A small, single-room, rectangular, gable-roofed annexe extends from the centre of the east verandah. Clad externally with weatherboards, the annexe has two casement windows to the north and east elevations and the ceiling and interior walls are lined with tongue-and-groove boarding with coved mouldings to the corners and cornice.

The east verandah is enclosed and lined internally with tongue-and- groove boarding and coved mouldings to the corners and cornice. There is a bank of clerestorey louvres to the south of the annexe and three sets of clerestorey and six sets of half height louvres to the north. Rooms to the corners of the verandah have been partitioned with fibro cement sheeting. A plain timber door opens to the annexe. There is a porch entrance to the south and a plain timber door in the east wall to the north of the annexe.
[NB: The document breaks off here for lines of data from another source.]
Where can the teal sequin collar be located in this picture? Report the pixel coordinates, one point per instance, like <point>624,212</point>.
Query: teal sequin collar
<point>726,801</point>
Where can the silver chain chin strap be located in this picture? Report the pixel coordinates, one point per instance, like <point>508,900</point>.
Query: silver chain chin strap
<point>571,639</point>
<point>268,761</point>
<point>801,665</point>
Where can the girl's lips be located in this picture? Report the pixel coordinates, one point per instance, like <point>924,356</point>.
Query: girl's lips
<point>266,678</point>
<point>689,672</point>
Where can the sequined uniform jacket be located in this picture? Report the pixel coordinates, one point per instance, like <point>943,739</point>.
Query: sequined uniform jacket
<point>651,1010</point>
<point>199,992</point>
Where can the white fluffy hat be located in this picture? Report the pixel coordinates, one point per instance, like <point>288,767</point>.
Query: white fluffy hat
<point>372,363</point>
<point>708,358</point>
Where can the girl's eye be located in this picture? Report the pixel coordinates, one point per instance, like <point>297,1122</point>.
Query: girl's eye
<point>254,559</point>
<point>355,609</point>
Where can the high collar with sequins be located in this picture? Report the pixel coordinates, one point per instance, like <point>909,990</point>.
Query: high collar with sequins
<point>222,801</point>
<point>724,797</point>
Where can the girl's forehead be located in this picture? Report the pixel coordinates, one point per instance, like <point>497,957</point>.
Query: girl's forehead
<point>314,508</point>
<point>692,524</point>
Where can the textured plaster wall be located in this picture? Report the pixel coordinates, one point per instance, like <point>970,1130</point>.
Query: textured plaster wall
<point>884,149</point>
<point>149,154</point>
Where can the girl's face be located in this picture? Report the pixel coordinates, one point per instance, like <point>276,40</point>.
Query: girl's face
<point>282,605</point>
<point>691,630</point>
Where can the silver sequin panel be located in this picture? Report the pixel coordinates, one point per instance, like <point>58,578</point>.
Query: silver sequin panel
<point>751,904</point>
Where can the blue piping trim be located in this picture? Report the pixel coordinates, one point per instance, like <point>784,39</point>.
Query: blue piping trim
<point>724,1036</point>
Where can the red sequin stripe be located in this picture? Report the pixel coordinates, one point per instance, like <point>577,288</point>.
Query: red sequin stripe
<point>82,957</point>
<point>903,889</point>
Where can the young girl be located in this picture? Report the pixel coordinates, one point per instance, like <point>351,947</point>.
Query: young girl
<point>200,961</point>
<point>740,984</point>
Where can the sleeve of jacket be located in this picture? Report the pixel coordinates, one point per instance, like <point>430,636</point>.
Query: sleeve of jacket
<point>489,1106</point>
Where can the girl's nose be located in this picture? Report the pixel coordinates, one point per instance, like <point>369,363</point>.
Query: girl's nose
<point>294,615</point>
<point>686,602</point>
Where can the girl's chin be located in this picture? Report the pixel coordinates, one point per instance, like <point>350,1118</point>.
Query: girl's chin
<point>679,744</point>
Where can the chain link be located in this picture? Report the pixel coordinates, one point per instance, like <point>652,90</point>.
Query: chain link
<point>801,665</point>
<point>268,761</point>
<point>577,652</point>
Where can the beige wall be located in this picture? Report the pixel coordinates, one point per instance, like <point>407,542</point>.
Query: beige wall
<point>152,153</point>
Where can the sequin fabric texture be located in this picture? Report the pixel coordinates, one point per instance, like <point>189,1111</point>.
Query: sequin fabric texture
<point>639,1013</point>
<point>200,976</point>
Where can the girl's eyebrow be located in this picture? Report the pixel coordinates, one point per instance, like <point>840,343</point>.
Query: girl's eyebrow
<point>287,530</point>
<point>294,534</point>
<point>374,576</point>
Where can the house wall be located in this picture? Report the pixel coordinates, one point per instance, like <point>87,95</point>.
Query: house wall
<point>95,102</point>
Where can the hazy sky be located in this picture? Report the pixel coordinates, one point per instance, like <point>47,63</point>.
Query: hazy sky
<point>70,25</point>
The west verandah is approached by a central set of timber stairs. The corners of the verandah have been enclosed to the north for toilets and to the south for a small kitchen. Both enclosed areas open to the verandah. There are four timber casement windows to the west in the south corner and three timber casements windows to the west in the north corner. The open middle portion of the verandah has a timber handrail and two horizontal midrails and a single stop chamfered verandah post at the top of the stair. The west verandah has exposed stud framing and is lined with chamfer boards. There are three sets of triple sash windows to the centre with timber doors to each side and an additional timber door near the north enclosure. There are tilting fanlights above all doors. The panel and sheeted French doors to north of the windows are stop chamfered to the interior. Tusk tenon joints to the framing of the windows and doors.

The main room has a coved ceiling lined with tongue-and-groove boarding with coved corner mouldings and cornice and exposed timber truss bases. There are winding mechanisms for the tilting fanlights.

== Heritage listing ==
Block B of Gladstone Central State School was listed on the Queensland Heritage Register on 28 July 2000 having satisfied the following criteria.

The place is important in demonstrating the evolution or pattern of Queensland's history.

Block B is significant historically for its association with the important work of primary school education in Gladstone since the early 1900s,

The place has a strong or special association with a particular community or cultural group for social, cultural or spiritual reasons.

Block B has had a special association for generations of Gladstone residents as a place important in their personal histories.